MOTORISTS are complaining in record numbers about motor finance deals, based on latest figures.

The Financial Ombudsman revealed gripes associated with vehicle finance rose by 64 per cent in 2023 with concerns over both hire purchase agreements and private contract purchase (PCP) deals.

The Ombudsman's annual review found drivers appeared to be trapped by huge balloon payments to possess the car after their contract.

Excess mileage charges were also reason behind complaint, with one consumer hit with a lb600 bill for exceeding her 7,000-a-year limit.

The Ombudsman found in her favour and waived the charge.

The huge surge in complaints mirrors the vast amounts of finance deals being taken out.

Last year, nine out of 10 new cars were sold through finance – whether that's hire purchase, PCP or bank loan.

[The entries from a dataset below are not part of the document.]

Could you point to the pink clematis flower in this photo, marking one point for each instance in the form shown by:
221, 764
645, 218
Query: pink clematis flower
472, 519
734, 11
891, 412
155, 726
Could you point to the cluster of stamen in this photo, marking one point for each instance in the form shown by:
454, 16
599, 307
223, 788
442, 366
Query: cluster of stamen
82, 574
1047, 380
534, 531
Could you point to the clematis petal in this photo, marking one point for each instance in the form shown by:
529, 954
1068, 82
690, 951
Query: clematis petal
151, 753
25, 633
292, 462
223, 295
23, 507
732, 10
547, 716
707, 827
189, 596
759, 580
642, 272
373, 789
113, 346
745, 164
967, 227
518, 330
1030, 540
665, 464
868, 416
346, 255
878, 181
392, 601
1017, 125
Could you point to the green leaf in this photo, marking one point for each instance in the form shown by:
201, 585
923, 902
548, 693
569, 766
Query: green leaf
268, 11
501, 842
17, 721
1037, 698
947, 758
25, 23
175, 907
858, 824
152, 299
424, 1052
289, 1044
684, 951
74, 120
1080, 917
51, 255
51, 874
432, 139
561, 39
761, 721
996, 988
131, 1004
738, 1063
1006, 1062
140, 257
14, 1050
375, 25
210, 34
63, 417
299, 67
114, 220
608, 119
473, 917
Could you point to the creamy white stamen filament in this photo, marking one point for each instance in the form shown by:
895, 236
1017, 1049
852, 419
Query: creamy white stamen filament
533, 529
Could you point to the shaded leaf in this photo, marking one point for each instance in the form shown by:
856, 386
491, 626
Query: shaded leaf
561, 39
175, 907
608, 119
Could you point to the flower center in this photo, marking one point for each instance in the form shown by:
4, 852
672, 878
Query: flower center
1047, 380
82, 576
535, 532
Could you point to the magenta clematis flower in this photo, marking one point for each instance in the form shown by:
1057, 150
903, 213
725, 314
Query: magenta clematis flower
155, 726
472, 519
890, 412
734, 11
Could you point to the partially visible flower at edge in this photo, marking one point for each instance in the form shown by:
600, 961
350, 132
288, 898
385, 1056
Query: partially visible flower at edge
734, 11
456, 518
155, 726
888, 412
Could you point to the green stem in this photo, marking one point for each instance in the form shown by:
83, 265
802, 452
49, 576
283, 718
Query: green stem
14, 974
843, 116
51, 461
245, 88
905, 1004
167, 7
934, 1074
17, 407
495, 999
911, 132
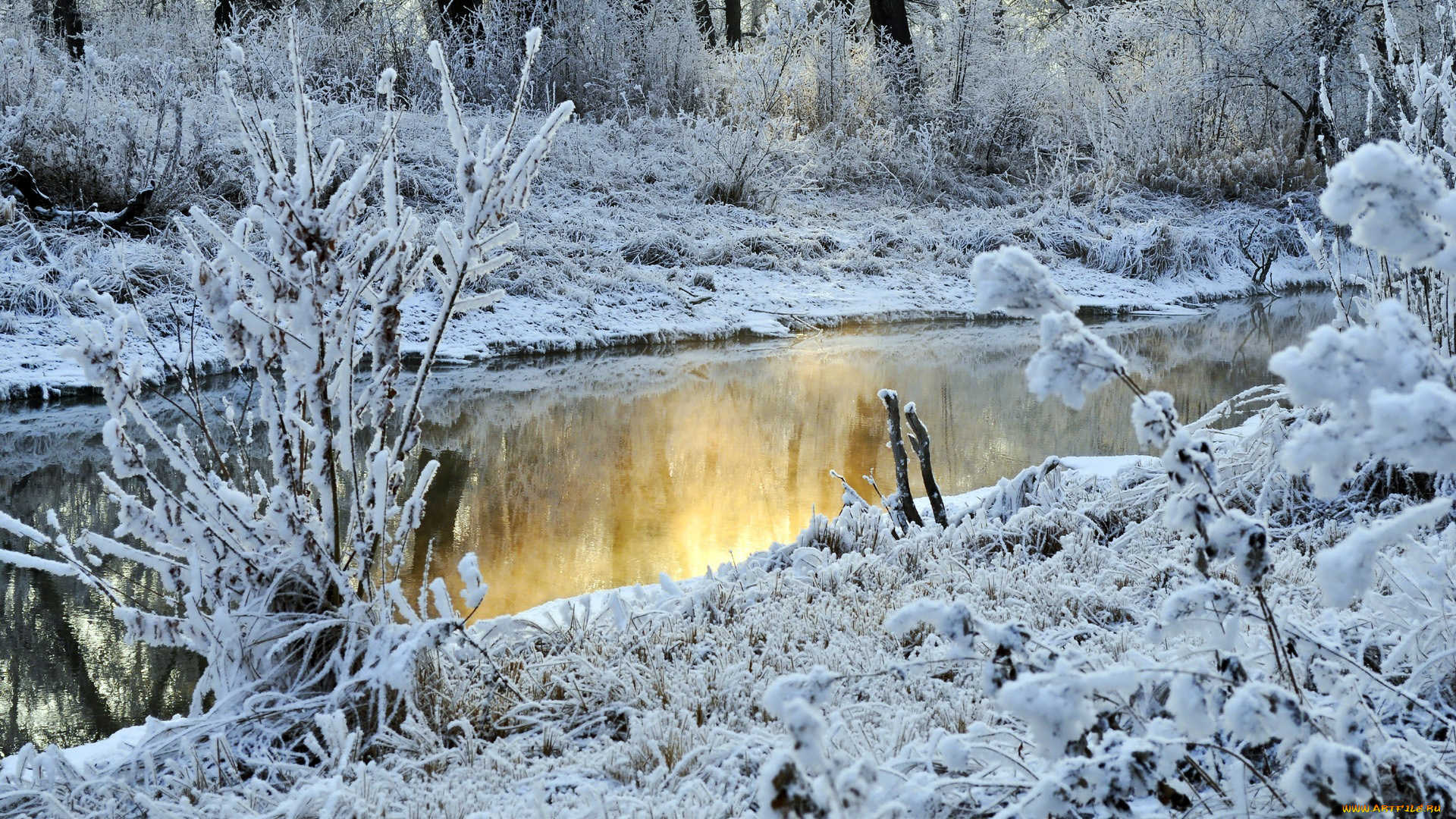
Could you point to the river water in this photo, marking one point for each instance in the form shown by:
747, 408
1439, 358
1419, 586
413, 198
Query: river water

The Ombudsman said: “We saw more complaints about hire purchase agreements as a whole.

“And as sales of new cars grew even larger, we heard from people who'd taken out PCP agreements.”

It's the latest warning over the lb40billion motor finance industry following the Financial Conduct Authority said it was launching a study into irresponsible lending.

The watchdog said hello was worried about deficiencies in transparency in the market and individuals being pushed into deals they may not be able to afford.

Motor insurance cases also rocketed – up 38 percent – comprising nearly a third of all insurance complaints.

Logbook loans, where motorists use their logbook as collateral for a loan, was another sector that saw an outburst in complaints – up 75 percent.

Although the amount of people complaining about their lender rose from just 59 to 103 between 2023 and 2023.